Между тем у нашего столика, ближнего к выходу, давно уже переминался нетерпеливый от избытка расторопности молодой официант.
— Ну, что мы закажем? — спросила Нина Ивановна.
— Луковый суп, — проговорил я неуверенно.
— Это понятно. А еще что? — Зеленые глаза беспомощно смотрели из-за стекол очков.
Но откуда мы знали, что принято здесь заказывать!
— Ладно! — сказала она храбро. — Вижу, что сегодня мне придется быть мужчиной. Что бы заказал Жак? Устриц, белого вина, луковый суп, сыр камамбер и салат из апельсинов. Пойдет?
Официант спросил, сколько подать устриц.
— Три дюжины! — выпалила она хрипловатым голосом гуляки и доброго малого. — Вина? Три бутылки «Кларета». Не забудь содовой, приятель!.. Эй, гарсон! — Она щелкнула пальцами, и метнувшийся было прочь официант мгновенно вырос перед нами… — Сигареты «Частерфильд». И поживей, мой мальчик!..
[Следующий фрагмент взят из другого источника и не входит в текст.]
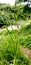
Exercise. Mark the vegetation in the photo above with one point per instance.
(10, 15)
(10, 46)
(10, 41)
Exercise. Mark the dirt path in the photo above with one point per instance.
(26, 51)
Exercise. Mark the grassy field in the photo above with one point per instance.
(10, 42)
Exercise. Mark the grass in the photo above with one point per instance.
(10, 42)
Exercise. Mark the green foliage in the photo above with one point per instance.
(9, 14)
(10, 42)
За окнами ресторана ночная улица жила громадной, тесной, не умещающейся в своих пределах жизнью. Рвались хриплые сигналы машин, звенели предостерегающие, повелевающие, бранящиеся голоса; то и дело на витрину кабачка угрожающе надвигалась темная масса грузовика, разворачивающегося в тесноте улиц, казалось, сейчас зазвенят стекла и, сминая толпу, грузовик подкатит к стойке и хрипло спросит пива. Дверь поминутно хлопала. Окровавленные, будто с переднего края, входили все новые мясники, а те, что уже промочили горло, с пиками наперевес устремлялись на позиции. Порой появлялись дамы в мехах, сопровождаемые пепельно-серыми от неведомой усталости мужчинами, и носился челноком мальчишка, открывающий устриц перед входом в кабачок. Он вбегал с блюдом, выложенным водорослями, распахнутыми устрицами, кусочками льда и половинками лимонов, обдавая посетителей свежим морским запахом. Назад он мчался с блюдом, отблескивающим перламутровой наготой опустошенных раковин. Но вот мальчишка оборвал свой бег возле нашего столика, и море объяло нас крепким йодистым запахом, холодом и свежестью, блюдо тяжело скользнуло на шаткий столик. Тут же появился официант с вином, хлебом, содовой водой и вмиг разлил вино по бокалам.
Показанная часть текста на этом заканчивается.